Zorgniveau 0: behoefte, service & innovatie - Your-Best-Home.net

In de context van demografische veranderingen gaat de zorg gepaard met grote uitdagingen. Het vroegere zorgniveau 0 vormde het laagste zorgniveau tot de hervorming van het zorgniveau op 1 januari 2017, gericht op begeleiding en zorg. Hier leest u alles over de voorwaarden, de voordelen en de overgang naar het huidige zorgniveau.

Wat is zorgniveau 0?

Het zogenaamde zorgniveau 0 is geen officieel zorgniveau of officieel zorgniveau.

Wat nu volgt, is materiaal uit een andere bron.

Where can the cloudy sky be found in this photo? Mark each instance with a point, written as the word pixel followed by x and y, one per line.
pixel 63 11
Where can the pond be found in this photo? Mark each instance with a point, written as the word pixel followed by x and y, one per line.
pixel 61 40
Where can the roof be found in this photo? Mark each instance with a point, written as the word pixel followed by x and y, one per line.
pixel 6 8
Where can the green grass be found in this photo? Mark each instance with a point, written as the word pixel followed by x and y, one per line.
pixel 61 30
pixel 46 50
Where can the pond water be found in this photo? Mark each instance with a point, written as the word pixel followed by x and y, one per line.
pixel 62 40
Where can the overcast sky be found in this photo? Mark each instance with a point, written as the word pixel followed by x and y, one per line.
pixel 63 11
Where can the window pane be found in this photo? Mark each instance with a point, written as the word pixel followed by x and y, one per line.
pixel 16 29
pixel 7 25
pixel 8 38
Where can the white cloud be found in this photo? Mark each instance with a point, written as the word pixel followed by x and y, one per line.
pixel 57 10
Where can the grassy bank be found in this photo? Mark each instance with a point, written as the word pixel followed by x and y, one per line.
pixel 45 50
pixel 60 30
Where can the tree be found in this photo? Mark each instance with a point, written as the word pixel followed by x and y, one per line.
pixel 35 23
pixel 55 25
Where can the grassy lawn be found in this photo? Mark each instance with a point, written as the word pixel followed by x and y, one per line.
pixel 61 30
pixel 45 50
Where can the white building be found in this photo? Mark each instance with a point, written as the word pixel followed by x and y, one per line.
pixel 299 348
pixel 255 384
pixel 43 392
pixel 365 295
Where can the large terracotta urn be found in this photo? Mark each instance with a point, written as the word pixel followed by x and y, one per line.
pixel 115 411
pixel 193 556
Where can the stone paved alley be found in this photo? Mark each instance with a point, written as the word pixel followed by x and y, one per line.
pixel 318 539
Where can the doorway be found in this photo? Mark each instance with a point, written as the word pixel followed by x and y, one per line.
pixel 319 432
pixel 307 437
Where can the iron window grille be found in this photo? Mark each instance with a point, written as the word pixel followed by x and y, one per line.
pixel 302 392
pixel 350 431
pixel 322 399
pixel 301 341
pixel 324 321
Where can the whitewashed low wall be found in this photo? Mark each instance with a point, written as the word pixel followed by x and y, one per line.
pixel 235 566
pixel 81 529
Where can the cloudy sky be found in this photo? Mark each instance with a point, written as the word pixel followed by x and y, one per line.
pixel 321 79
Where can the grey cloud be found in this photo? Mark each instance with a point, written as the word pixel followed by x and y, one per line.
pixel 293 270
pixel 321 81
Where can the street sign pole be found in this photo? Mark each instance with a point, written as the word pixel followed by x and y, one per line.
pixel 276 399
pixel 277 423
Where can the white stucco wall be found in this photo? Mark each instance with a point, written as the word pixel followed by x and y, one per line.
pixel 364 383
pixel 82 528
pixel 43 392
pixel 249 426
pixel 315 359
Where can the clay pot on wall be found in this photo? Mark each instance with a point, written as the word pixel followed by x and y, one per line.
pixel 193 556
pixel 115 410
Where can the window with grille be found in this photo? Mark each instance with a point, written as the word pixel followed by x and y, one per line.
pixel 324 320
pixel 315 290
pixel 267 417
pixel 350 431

De term werd alleen gebruikt als slangterm in het kader van de Wet langdurige zorgverzekering (Wetboek Sociale Zekerheid XI). Dit zorgniveau is oorspronkelijk opgezet om mensen die aantoonbaar last hebben van beperkte dagelijkse vaardigheden, die slechts minimale zorg nodig hebben, adequaat te ondersteunen.
Dit laatste heeft vooral betrekking op een laag niveau van lichamelijke zorg. Dit zorgniveau had dan ook voornamelijk betrekking op zorg en toezicht en in mindere mate op medische zorg.
Let op: De eerdere zorgniveaus zijn gewijzigd op 1 januari 2017. Dit geldt ook voor de voorheen niet-officiële zorgniveau 0. Hier vindt u onze artikelen over zorgniveau 1, zorgniveau 2, zorgniveau 3, zorgniveau 4 en zorgniveau 5.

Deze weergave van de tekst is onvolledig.